Abstract

Flow modulation mechanism in a cylinder with corrugated surfaces is investigated by wind tunnel experiments at Reynolds number Re=25 600. Experimental results include surface pressure measurement for the cylinder wall and particle image velocimetry (PIV) for the wake flow. A pair of corrugated surfaces are symmetrically installed on the cylinder wall. Corrugated surfaces are distributed at three different locations on the cylinder wall, i.e., the windward part (case 1), leeward part (case 2), and lateral part (case 3). Experimental results show that corrugated surfaces can modify surface pressure, aerodynamic forces, and vorticity evolution of the cylinder flow. Compared with the natural cylinder (baseline case), the mean drag and fluctuating lift forces of case 1 are reduced by 58% and 82%, which are optimal among all test cases.

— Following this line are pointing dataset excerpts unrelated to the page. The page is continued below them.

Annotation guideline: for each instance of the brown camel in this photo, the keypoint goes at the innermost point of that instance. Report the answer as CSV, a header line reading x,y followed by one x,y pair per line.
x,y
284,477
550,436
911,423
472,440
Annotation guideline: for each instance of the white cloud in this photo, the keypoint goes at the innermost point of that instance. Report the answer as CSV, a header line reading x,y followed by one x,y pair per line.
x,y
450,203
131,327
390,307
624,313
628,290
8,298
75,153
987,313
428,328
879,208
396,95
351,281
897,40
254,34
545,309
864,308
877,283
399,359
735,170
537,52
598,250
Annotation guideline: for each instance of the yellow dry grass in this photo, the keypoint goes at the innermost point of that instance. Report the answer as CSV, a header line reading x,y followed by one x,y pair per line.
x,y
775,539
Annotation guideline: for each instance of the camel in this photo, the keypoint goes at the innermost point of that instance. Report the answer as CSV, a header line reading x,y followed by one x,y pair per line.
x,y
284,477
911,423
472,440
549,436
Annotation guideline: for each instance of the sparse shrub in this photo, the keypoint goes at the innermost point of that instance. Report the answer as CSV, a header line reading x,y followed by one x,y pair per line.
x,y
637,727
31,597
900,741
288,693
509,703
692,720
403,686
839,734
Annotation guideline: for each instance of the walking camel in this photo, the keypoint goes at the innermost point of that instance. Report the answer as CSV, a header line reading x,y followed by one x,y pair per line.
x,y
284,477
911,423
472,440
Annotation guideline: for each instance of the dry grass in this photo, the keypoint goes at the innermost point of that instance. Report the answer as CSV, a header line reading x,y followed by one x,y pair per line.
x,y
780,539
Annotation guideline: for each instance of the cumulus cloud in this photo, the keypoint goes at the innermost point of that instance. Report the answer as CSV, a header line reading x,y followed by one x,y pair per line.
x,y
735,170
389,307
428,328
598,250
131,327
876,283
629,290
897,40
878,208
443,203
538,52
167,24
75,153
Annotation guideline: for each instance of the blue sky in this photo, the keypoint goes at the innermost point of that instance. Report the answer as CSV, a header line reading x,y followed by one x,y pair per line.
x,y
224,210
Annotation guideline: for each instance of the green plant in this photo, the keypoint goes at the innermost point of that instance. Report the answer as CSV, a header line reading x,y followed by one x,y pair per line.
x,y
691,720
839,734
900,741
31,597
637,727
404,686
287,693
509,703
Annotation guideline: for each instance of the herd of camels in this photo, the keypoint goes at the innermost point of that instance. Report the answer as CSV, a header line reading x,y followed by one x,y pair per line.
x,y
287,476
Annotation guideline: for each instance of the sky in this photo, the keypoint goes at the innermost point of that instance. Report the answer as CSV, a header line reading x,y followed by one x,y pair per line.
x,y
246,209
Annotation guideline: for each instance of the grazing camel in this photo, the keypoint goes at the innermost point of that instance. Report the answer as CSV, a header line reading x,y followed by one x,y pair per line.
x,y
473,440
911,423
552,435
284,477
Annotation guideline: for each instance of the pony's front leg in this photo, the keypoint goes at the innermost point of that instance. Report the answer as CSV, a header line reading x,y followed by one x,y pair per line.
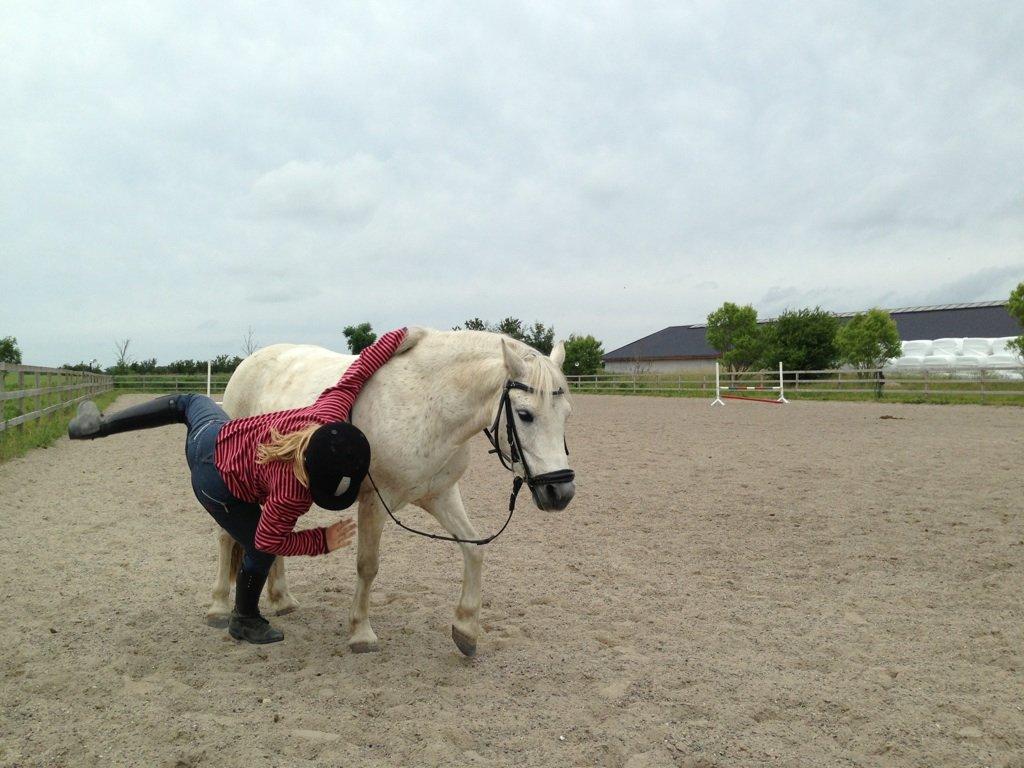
x,y
220,609
278,595
451,513
360,635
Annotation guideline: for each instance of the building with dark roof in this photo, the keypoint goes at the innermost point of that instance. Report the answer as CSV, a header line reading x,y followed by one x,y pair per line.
x,y
685,347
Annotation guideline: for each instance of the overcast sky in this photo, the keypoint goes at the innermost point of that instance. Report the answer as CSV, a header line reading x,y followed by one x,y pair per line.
x,y
175,173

Flow modulation effects of case 2 on global cylinder wake flow are unobvious and that of case 3 are between cases 1 and 2. Corrugated surfaces can also modify modal properties of proper orthogonal decomposition (POD) of the cylinder wake. Moreover, characteristics of recirculation bubbles, velocity deficits, turbulence kinetic energy, and Reynolds stresses in the wake are all modulated. The main flow modulation mechanism is that shear-layer shapes and streamline distributions near the corrugated surfaces are changed based on zoom-in PIV results on the cylinder near-wall region.